Every couple of days, Brooklyn's mummy (our daughter Jen) fires up the computer, clicks on our Skype address and watches Brooklyn's face break into a picture of fascination as the characteristic "bing-bong-bong-bing" of Skpe's calling signal begins to ring our computer.
With equal anticipation, we grands click on "answer with video" and wait while the little round icon finishes its rotation and those sweet faces of Brookie, her mummy and her daddy pop onto our screen.
Each time this happens, I marvel at how far modern technology has come in connecting us to each other, and how only decades ago, this would have been only a glimmer in the imaginations of Gene Roddenberry and the Star Trek writers.
What really boggles my mind is envisioning how far these technologies will take Brooklyn in her lifetime. Her opportunities in communication will be more than unlimited. They will be beyond anything we could currently imagine.
Thanks to Skype, we don't feel so lonely to see our "Sweet Pea" -- "The Pea" for short. (In our family, we have a long history of pinning nicknames to our children as babies, ones that may or may not linger years into their childhood. Brooklyn's mummy, Jen, was known as "Tweed", our little "Tweedy-pie". Her brother Brad was named "Big Guy" -- B.G. or "Big" for short -- because he looked like a sumo wrestler, weighing ten pounds, four ounces at birth. My nephew was nicknamed "Beaker" when he was born because his daddy is a chemist. It's a family fascination both endearing and annoying, depending on whether you are the namer or the namee!)

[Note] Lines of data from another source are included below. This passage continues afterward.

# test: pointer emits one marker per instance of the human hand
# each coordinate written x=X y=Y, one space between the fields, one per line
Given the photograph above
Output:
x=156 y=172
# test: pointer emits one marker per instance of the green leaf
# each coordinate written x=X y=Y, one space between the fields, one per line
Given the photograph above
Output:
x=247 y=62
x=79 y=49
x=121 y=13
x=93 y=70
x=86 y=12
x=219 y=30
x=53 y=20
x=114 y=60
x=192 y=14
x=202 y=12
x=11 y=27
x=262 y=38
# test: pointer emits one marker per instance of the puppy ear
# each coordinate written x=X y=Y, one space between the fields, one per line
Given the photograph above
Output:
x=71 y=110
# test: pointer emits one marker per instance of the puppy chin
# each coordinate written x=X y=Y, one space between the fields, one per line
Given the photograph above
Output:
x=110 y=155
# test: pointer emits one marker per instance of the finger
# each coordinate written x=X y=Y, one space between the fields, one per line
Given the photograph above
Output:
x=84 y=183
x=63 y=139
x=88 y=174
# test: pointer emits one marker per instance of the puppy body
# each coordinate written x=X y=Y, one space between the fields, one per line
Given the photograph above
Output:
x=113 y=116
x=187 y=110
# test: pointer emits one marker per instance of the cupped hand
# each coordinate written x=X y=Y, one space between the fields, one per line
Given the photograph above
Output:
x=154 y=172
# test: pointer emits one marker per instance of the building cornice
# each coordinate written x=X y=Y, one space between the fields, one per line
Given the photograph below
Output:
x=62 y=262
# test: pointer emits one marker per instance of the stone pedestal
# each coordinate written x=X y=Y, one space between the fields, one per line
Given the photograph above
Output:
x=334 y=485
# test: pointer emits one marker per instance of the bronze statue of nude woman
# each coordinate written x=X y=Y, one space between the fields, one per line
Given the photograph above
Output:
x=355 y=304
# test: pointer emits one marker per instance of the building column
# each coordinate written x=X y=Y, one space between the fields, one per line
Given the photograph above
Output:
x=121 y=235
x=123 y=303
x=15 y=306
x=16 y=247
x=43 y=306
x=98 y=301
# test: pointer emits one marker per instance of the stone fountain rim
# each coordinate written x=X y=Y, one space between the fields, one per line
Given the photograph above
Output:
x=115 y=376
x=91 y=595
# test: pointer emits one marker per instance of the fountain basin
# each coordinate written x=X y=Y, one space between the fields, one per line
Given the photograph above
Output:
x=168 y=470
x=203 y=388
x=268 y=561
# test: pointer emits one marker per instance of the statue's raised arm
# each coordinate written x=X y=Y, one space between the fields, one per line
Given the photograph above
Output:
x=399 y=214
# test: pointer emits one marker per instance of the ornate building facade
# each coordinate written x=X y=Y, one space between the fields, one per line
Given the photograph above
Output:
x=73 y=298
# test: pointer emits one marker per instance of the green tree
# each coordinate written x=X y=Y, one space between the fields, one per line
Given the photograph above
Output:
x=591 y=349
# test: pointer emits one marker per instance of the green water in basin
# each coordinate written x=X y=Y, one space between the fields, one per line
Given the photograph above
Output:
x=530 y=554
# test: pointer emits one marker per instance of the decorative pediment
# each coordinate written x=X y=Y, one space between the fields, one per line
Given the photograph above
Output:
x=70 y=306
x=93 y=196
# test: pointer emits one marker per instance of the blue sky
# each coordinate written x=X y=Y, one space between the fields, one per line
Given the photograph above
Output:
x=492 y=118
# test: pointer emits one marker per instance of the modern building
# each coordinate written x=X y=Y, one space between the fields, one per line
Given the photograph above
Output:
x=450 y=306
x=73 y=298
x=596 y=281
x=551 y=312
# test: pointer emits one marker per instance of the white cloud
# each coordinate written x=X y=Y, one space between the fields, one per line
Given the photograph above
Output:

The Pea, for certain, lives up to her name on Skype. That sweet little round face, gorgeous brilliant big blue eyes, and a mischievous little grin with only a few "pearly whites" poking through her pink gums is a sight that lights up a grandmother's heart! She lets out a few noises to let us know she's "talking" to us, and she zooms her cherubic face up close to the webcam, giving us a little wave or wagging her index finger so that we will imitate her back. She giggles and shrieks sometimes and stares solemnly at us for long seconds. We can watch her scurry around her playroom on all fours, and launch herself onto the cat with gleeful abandon.
If modern internet inventors set out to enrich our lives with these tools, they have more than succeeded with Skype.
We are hooked, and so is our Skype Child!